Introduction

Waardenburg syndrome type 4 (WS4), also referred to as Shah–Waardenburg syndrome or Waardenburg–Hirschsprung disease, is a neural crest disorder characterized by the association of Waardenburg syndrome features (WS, depigmentation defects and deafness) with the absence of enteric ganglia in the distal part of the intestine (Hirschsprung disease, HD).1, 2 Approximately, 20–30% of cases are due to homozygous or heterozygous mutations within the EDN3 (endothelin-3) or the EDNRB (endothelin receptor type B) genes, whereas approximately 45–55% result from heterozygous mutations within the gene encoding the SOX10 (Sry bOX10) transcription factor.2 Several of the known SOX10 mutations are responsible for extended phenotypes, including peripheral and central neurological defects, and they are referred to as PCWH (peripheral demyelinating neuropathy – Central dysmyelinating leucodystrophy – WS – HD).3 However, 15–35% of WS4 cases remain unexplained at the molecular level, suggesting that other genes could be involved and/or that mutations within the known genes or their regulatory sequences have escaped previous screenings.

Recent reports show that the disruption of highly conserved non-coding elements located within or at a long distance from the coding sequences of key genes can result in several neurocristopathies, particularly HD.4, 5 Thus, identifying genomic alterations that affect the conserved sequences of WS4 genes might provide further insights into the molecular aetiology of this syndrome.

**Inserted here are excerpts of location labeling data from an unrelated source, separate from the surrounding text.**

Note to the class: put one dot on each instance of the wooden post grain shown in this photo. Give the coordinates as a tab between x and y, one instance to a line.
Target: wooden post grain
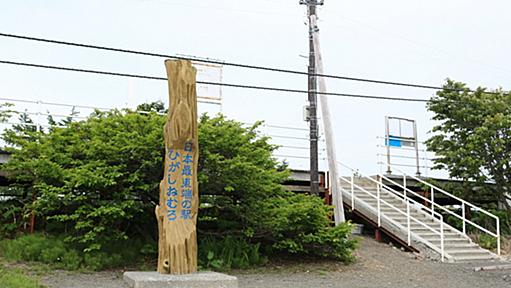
179	193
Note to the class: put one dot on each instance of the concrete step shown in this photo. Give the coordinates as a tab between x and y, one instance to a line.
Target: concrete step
471	258
461	245
429	233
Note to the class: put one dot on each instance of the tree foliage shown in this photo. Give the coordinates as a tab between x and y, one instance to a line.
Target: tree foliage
473	138
96	182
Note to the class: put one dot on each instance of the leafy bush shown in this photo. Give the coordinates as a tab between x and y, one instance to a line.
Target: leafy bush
16	279
96	182
229	252
301	224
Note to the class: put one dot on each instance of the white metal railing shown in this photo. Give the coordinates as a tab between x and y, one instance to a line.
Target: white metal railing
407	214
463	203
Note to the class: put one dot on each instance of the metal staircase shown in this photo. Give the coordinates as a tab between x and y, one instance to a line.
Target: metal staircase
400	214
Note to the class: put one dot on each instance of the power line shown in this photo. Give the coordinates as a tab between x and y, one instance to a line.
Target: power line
211	61
266	88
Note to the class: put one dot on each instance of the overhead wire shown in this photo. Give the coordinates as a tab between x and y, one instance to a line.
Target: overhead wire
375	97
225	63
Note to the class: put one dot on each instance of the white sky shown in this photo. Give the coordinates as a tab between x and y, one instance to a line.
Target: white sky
408	41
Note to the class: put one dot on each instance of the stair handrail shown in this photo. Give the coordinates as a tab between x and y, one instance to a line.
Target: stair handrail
408	190
407	213
434	213
464	203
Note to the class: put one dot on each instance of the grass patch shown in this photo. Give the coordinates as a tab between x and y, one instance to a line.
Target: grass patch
15	278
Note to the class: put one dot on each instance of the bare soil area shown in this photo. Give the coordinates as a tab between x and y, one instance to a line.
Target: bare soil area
378	265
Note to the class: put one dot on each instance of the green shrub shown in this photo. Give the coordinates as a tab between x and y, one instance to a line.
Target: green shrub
229	252
16	279
96	183
301	224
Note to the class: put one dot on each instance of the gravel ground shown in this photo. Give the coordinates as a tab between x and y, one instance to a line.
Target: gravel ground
378	265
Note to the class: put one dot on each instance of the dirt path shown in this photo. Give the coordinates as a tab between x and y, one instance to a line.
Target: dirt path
378	265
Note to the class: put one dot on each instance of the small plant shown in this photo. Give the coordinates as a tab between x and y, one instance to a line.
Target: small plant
229	252
16	279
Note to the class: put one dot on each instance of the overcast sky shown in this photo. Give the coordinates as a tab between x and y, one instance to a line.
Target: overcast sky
408	41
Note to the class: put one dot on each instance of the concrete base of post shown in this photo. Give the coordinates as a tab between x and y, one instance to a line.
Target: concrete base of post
194	280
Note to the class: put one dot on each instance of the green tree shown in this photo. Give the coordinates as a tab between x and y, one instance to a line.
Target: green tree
473	138
96	181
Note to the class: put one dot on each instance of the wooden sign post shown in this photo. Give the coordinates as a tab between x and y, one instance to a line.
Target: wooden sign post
179	193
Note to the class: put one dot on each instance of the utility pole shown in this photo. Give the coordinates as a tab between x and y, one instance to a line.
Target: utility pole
313	120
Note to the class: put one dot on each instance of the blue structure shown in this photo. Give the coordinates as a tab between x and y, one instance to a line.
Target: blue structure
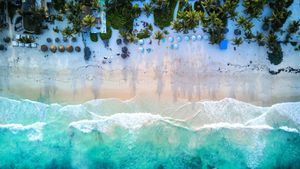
223	44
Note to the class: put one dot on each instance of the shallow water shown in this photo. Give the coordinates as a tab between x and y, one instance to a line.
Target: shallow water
144	133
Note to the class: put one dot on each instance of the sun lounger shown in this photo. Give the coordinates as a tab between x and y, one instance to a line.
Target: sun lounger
15	43
33	45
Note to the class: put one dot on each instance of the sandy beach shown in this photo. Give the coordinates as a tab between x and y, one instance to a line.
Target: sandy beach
195	71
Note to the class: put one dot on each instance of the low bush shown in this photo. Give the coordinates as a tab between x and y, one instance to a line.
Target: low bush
94	37
107	35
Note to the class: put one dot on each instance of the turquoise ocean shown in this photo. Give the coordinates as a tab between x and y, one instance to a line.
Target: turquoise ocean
148	134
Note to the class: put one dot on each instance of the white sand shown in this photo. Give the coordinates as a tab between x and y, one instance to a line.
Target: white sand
196	71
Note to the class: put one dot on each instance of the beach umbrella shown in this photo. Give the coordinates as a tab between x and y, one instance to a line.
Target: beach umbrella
1	47
172	46
179	39
148	50
61	48
141	50
49	40
141	42
77	49
44	48
237	32
176	46
70	48
6	39
53	48
187	38
199	37
194	38
124	49
57	40
119	41
74	39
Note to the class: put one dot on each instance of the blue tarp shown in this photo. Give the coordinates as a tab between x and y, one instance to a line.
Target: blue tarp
223	44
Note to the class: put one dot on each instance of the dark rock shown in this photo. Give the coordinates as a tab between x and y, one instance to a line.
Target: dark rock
119	41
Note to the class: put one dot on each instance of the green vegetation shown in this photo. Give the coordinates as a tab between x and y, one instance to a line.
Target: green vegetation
145	33
107	35
187	20
94	37
163	12
121	13
159	35
59	5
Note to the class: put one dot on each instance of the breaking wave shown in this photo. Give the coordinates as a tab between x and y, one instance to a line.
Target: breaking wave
148	133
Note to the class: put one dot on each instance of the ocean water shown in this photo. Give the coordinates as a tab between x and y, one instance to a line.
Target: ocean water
144	133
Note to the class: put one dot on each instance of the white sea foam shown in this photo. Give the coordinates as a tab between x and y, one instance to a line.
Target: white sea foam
130	121
35	130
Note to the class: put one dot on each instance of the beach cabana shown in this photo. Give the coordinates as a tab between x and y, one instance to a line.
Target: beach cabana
141	49
186	38
179	39
44	48
223	44
57	40
74	39
70	48
49	40
61	48
141	42
77	49
33	45
199	37
53	48
175	46
194	38
15	43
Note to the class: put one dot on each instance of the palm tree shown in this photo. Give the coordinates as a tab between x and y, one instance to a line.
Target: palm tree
260	39
147	8
89	21
67	32
159	35
176	25
237	41
131	37
293	27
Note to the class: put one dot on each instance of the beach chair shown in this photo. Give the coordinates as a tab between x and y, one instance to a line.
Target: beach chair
15	43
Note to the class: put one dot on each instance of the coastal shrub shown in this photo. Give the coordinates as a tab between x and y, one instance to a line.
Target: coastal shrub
275	54
59	5
120	14
143	34
164	16
107	35
94	37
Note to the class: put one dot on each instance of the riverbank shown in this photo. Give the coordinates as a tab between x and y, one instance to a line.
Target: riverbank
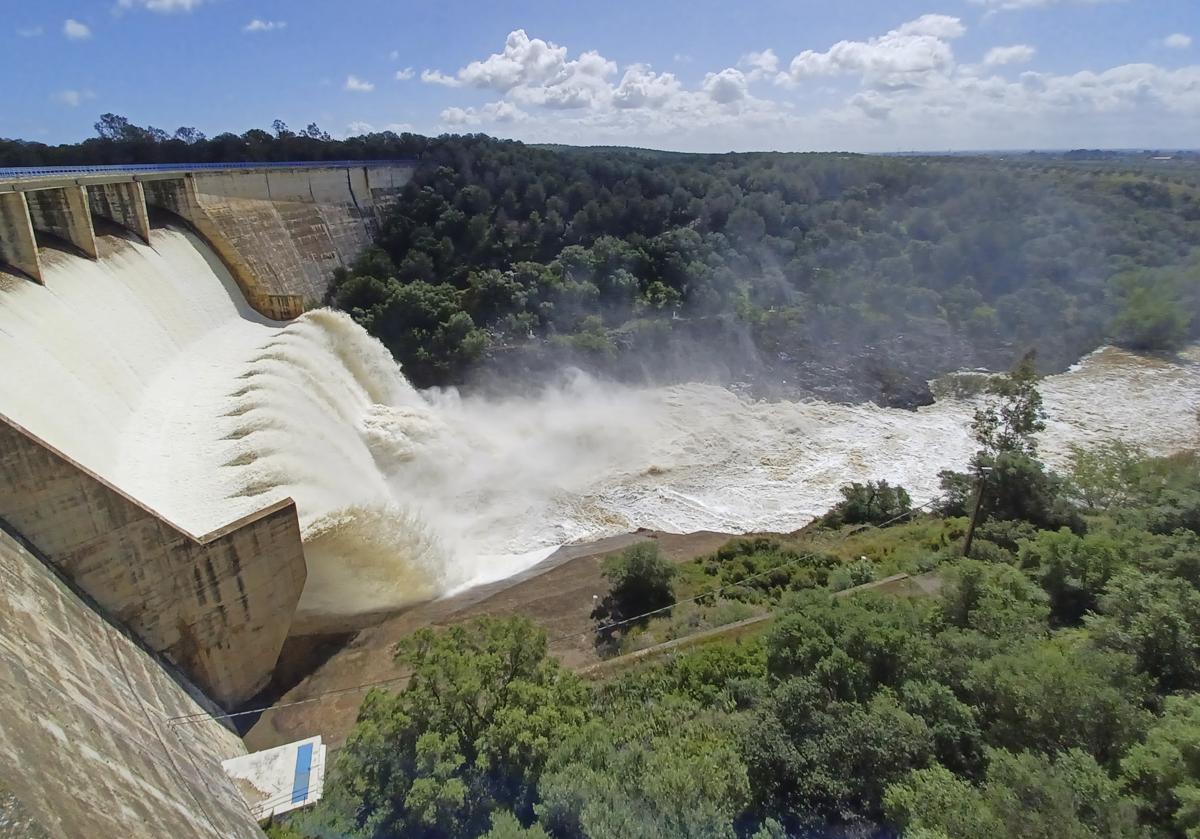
337	653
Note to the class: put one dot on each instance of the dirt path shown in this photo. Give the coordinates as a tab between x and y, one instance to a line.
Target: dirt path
556	594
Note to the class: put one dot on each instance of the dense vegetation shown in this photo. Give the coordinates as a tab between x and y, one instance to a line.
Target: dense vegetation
1049	685
844	275
847	275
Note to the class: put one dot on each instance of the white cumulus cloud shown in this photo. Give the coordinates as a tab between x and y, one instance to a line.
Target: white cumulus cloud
76	30
438	77
904	57
161	6
726	87
760	65
258	25
1015	54
642	88
1017	5
73	99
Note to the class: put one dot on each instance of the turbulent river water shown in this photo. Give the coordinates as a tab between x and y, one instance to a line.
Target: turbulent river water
148	367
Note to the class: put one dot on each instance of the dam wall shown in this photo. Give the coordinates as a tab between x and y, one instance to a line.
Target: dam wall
85	744
219	606
280	228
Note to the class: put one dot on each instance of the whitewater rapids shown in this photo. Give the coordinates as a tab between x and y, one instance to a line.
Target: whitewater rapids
148	367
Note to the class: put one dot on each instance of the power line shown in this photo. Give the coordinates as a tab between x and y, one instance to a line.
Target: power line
592	630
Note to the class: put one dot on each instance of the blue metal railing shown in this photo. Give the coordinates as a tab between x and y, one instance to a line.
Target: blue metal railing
18	172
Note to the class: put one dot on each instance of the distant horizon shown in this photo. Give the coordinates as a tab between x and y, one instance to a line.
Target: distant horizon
871	77
898	153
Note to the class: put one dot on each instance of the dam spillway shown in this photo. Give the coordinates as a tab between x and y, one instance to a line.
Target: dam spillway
151	367
165	382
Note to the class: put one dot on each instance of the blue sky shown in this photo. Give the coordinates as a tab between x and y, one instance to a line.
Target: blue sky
690	75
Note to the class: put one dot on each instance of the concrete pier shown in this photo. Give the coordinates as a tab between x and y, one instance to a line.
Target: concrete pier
65	214
18	247
124	204
280	228
219	606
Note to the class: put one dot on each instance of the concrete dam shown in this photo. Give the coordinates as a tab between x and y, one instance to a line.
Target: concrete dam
141	579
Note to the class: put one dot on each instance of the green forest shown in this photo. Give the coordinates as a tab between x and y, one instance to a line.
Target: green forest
1047	685
843	276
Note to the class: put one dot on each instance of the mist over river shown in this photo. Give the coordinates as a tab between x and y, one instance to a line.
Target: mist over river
149	369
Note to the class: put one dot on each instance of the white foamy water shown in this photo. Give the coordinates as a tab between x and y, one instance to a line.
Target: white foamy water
148	367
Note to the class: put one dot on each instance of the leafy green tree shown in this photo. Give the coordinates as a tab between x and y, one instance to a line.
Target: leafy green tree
997	601
1072	569
507	826
1008	423
640	581
1164	771
471	732
871	503
648	772
1156	619
1060	694
1025	795
1152	315
850	646
814	759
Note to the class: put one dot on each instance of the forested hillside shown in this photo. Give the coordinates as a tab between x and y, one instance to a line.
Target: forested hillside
843	276
1048	688
847	276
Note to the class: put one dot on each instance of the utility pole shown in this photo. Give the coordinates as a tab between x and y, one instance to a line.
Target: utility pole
975	515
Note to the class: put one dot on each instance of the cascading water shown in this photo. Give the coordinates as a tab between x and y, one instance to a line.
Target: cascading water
149	369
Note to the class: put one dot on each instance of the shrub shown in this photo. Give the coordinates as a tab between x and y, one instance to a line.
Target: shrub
869	503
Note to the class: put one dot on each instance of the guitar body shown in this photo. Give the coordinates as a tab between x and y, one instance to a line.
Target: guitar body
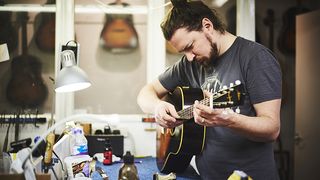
175	147
45	36
26	88
8	33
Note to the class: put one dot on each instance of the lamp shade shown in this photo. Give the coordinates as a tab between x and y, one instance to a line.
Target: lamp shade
71	77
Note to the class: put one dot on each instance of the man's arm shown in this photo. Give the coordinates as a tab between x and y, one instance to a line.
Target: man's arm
149	100
264	127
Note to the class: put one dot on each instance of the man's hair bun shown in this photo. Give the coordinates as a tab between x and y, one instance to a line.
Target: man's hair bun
179	3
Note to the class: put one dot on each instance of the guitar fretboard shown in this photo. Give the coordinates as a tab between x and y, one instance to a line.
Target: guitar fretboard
187	113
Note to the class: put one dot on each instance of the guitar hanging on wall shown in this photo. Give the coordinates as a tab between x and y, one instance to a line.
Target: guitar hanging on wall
26	88
175	147
45	34
118	33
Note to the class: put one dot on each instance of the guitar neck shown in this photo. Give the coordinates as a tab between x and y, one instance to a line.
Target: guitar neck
187	113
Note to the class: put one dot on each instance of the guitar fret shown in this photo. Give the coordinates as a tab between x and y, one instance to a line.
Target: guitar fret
188	112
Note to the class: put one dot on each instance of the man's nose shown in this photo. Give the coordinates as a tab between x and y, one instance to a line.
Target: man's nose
190	56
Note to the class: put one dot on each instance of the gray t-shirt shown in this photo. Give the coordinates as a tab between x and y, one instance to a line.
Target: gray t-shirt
260	73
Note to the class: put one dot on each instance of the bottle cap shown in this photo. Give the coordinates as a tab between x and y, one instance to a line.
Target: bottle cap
128	158
107	144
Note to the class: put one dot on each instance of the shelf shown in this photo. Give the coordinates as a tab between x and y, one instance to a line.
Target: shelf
133	9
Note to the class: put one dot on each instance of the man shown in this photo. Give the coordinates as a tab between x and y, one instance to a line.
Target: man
212	59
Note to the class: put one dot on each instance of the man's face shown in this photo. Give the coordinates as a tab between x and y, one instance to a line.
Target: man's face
196	45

Recently, sequence comparison analysis has led to the identification of several evolutionarily conserved regions with putative enhancer activity around the SOX10 locus.6, 7, 8, 9, 10 In particular, we and others identified five of these regulatory elements upstream of the human SOX10 gene (U1-5; U1 is localised 55 kb upstream of the SOX10 gene) and one downstream (D6+7) (Werner et al9; Yokota et al10 and our unpublished results). The functional relevance of each of these elements was studied in different cell lines and in zebrafish, chicken and mouse models. Most of them direct expression in several neural crest derivatives, the enteric nervous system, and melanocytes in particular.7, 9 Here, we used semi-quantitative fluorescent multiplex PCR (QMF-PCR) to search for deletions within these elements and describe a WS4 patient presenting with a deletion encompassing three of them.

Methods

A total of 13 patients presenting with a classical form of WS4, and 9 patients with its neurological variant (PCWH) were screened in this study. They were previously found negative for gene rearrangement and point mutation in the coding exons of SOX10 (WS4 and PCWH patients), as well as EDN3 and EDNRB (WS4 only). DNA samples were obtained for genetic testing with informed consent, according to French law. Genomic DNA was extracted from peripheral blood leucocytes using standard protocols.

QMF-PCR protocol and primers used are available within Supplementary data (Supplementary Table 1).

The deletion breakpoint region was amplified by long range PCR using the Expand Long Template PCR system (Roche Diagnotics, Mannheim, Germany) and sequenced using the following primers: 5′-CCTTCCGCAAAGACTTGCTG-3′ and 5′-ATGGAACCTGGGAAGACACC-3′. Alu1 and Alu2 were amplified and sequenced in both parents using the following primers: 5′-ATGGAACCTGGGAAGACACCT-3′ and 5′-AAGCACAATCGGCTAAGAGG-3′; and 5′-ACCCAGTTTGGAGTGCAGTG-3′ and 5′-CCTTCCGCAAAGACTTGCTG-3′.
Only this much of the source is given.